Stats 120

Winter 2004



Instructor: Robert Gould
email: rgould@stat.ucla.edu
Phone: 310-206-3381 (x3381 from on-campus)
Office: MS 8945
Office Hours:  Monday 3-4 and by appointment

This course will focus on using linear regression.  This is an applications-oriented course,  and we will not be concerned with exploring the theory of the Linear Model.  However, we are interested in examining how well the linear model fits real-world processes, and our interest in examining differences between reality and the mathematical model will lead to discussions about the mathematical theory.  But for the most part our concern will be in fitting models to real data and learning techniques and strategies for building linear models.

This is not a course in mathematical statistics, and so there will be few proofs, and you will not be expected to prove theorems mathematically.  However, you will need to have enough mathematics under your belt to be comfortable working with equations and abstract notation.  In particular we will do a fair amount of work with matrix notation.

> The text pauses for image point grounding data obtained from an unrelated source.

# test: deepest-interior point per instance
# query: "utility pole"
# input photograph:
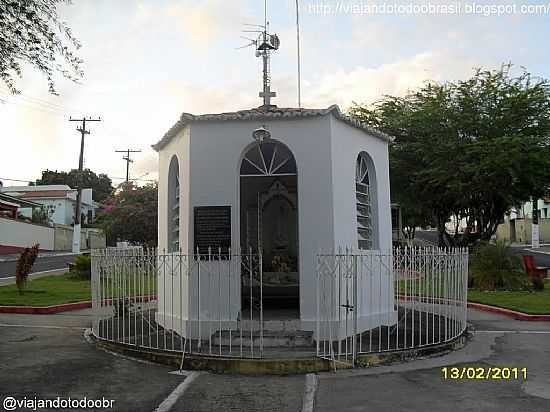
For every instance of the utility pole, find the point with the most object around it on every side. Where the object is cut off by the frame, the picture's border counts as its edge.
(128, 160)
(77, 223)
(535, 236)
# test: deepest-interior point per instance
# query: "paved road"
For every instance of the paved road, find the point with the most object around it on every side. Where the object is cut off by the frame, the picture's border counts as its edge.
(47, 356)
(541, 259)
(7, 269)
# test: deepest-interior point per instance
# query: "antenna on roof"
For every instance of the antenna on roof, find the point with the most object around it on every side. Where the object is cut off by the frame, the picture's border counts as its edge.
(265, 44)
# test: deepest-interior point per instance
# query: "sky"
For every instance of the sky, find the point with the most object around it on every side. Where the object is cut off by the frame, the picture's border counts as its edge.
(147, 61)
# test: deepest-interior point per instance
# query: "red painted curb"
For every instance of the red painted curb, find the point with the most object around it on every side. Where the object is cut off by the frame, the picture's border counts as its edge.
(45, 310)
(508, 312)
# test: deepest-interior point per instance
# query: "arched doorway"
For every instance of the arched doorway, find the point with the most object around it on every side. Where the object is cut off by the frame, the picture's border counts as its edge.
(269, 220)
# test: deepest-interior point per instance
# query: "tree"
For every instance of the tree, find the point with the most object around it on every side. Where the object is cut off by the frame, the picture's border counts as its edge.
(31, 32)
(131, 215)
(468, 149)
(25, 261)
(101, 184)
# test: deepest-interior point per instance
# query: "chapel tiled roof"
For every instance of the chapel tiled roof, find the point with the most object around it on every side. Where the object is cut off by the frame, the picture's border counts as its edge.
(268, 113)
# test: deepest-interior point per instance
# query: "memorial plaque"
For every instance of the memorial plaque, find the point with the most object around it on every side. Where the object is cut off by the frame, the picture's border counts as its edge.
(212, 229)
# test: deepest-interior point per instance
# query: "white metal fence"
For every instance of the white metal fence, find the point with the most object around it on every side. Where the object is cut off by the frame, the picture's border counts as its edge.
(380, 302)
(204, 303)
(213, 304)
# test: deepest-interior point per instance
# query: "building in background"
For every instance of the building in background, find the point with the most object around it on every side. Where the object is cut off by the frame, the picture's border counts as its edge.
(58, 201)
(517, 225)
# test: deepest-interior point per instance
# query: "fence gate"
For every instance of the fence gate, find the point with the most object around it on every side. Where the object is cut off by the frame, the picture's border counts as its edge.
(373, 302)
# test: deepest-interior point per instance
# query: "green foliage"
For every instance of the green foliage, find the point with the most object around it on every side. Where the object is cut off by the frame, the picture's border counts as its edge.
(538, 283)
(24, 266)
(131, 215)
(495, 266)
(46, 291)
(83, 266)
(31, 33)
(101, 184)
(470, 149)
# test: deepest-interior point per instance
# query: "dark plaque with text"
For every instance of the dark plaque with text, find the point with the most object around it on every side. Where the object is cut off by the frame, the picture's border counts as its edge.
(212, 229)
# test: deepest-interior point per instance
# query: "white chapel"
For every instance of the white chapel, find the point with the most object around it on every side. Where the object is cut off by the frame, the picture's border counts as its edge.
(286, 183)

Required Text: Data Analysis and Graphics Using R, John Maindonald and John Braun. 
Recommended Text: Applied Regression Including Computing and Graphics, Dennis Cook and Sanford Weisberg.

Required Software: The software we will use is called R. You can download it here.   I chose the textbook primarily because it provides a good introduction to R, including instructions on where and how to get your own copy.  R runs on the Stats Department labs and best of all is free, so that you can install it on your home computer.  Read Chapter 1 of Maindonald text for details.  Note: R is a free-ware version of the rather expensive Splus.  Most things you read that are about Splus will also be true for R.

FINAL EXAM
    DIRECTORY OF STUDENT DATA SETS
    ALCOHOL DATA
Midterm Solutions
Homework
Data Sets
Outline
Handouts

Datasets Project


Along with your first midterm, you are being asked to turn in three datasets.  The "rules" are posted here.  Many of you have asked for further clarification, and so here is some clarification (I hope).

For your final, you will be asked to analyze someone else's data.  You will be assigned this data.  So the data you submit should
a) be analyzable -- this means enough points that we can make sense of it
b) should have a "story":  what can we learn? What patterns should we look for?
c) should have a context:  how did you collect these observations.  How can we know they were independent? Random samples? Think of the assumptions needed to do a statistical analysis, and try to tell us enough about the data so that we can answer these questions.
d) After I get them, I will return them to you with comments for changes, and we will need final versions two weeks later.